Design/methodology/approach
The data are divided into two periods, with the Millennium Development Goals (MDGs) data covering the years 2000–2015 and the SDGs data spanning from 2015 to 2020. Controlling for other factors, the researcher employs an index of institutional quality and applies the generalized method of moments (GMM) method to analyze the data.
Findings
The findings demonstrate a noteworthy inverse relationship between institutional quality and the achievement of both the MDGs and SDGs. The findings reveal a significant and positive link between economic growth and the achievement of the MDGs, while the impact on the SDGs is shown to be insignificant. Population growth significantly drives the SDGs. The results further reveal that trade openness and industrialization contribute positively to the achievement of both the MDGs and SDGs.
Practical implications
The findings emphasize the importance of improving institutional quality, promoting economic growth and supporting trade openness and industrialization for sustainable development in African countries.
Originality/value
The contribution of the study is twofold.
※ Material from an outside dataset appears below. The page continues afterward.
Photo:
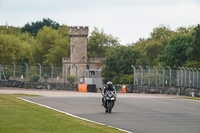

Firstly and to the best of the author’s understanding, this research marks an initial endeavor to empirically investigate the nexus between institutional quality and the SDGs in the context of Africa. Secondly, it adds novelty to the literature by examining how institutional quality influences both the SDGs and their precursor the MDGs, providing insights into the actual contribution of institutions to development within the framework of these two major global compacts.